While real time data analysis is the ultimate goal, very few organisations are able to achieve it. Challenges like slow and unpredictable performance in search queries preventing fast access to insights, siloed and segmented data creating inefficiencies and gaps in data pipelines, producing inaccurate or less effective results. Legacy architectures and complex operational structures can stall or even stagnant growth as organisations battle to glean more insights from their overwhelmed analytic platforms.
To take advantage of the data at their disposal, teams have turned to leading edge technologies such as Unified Fast File and Object (UFFO) platform. UFFO can scale in tandem with the huge volume of data produced from the club’s sensors and technology, consolidating file and object data in one place to eliminate silos and deliver consistent and reliable data, often in real-time. In turn, this empowers analysts to swiftly derive value and insights that can inform strategy or tactics.
Reaching the next level
Brentford and England are two shining examples of football teams who have moved fast to implement a digital strategy to great success. But for those sporting organisations beginning their digital transformation journey, it’s important to note that tackling the volume of disaggregated data produced by the modern game, and analysing it for real-time insights is not an insurmountable challenge.

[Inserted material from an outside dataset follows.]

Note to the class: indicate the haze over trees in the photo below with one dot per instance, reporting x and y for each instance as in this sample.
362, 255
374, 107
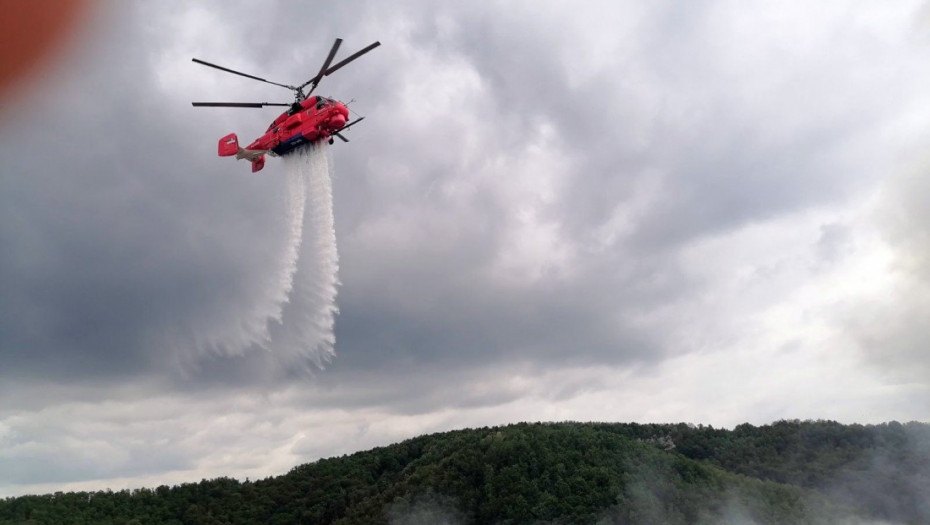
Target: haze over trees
574, 473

The business transformation of Southampton FC is a good example. Working with Pure, the club is achieving targets across its sporting and commercial operations. Previously, its existing systems were running out of storage space, and data-intensive requirements needed a new approach. Now the club relies on Pure to join up data from every aspect of the club for optimum performance on and off the field.
By overhauling legacy infrastructure, among other improvements, their average application performance increased by 37%. In practice this supports the club’s vision of being able to analyse, measure, and optimise every aspect of its operations, from discovering the latest hot prospects in its youth teams, through to helping senior players make a faster recovery from injury. The club sees this as a means of differentiating from the other clubs in the league.
Data as the playmaker to success
It’s clear that data is at the heart of the modern game. The clubs that want to maintain their competitive edge will need to have a modern infrastructure in place that can consolidate, store and analyse the data in real-time, to ensure they are gaining every crucial insight they can. That’s how the teams of tomorrow will compete, and secure those all-important results.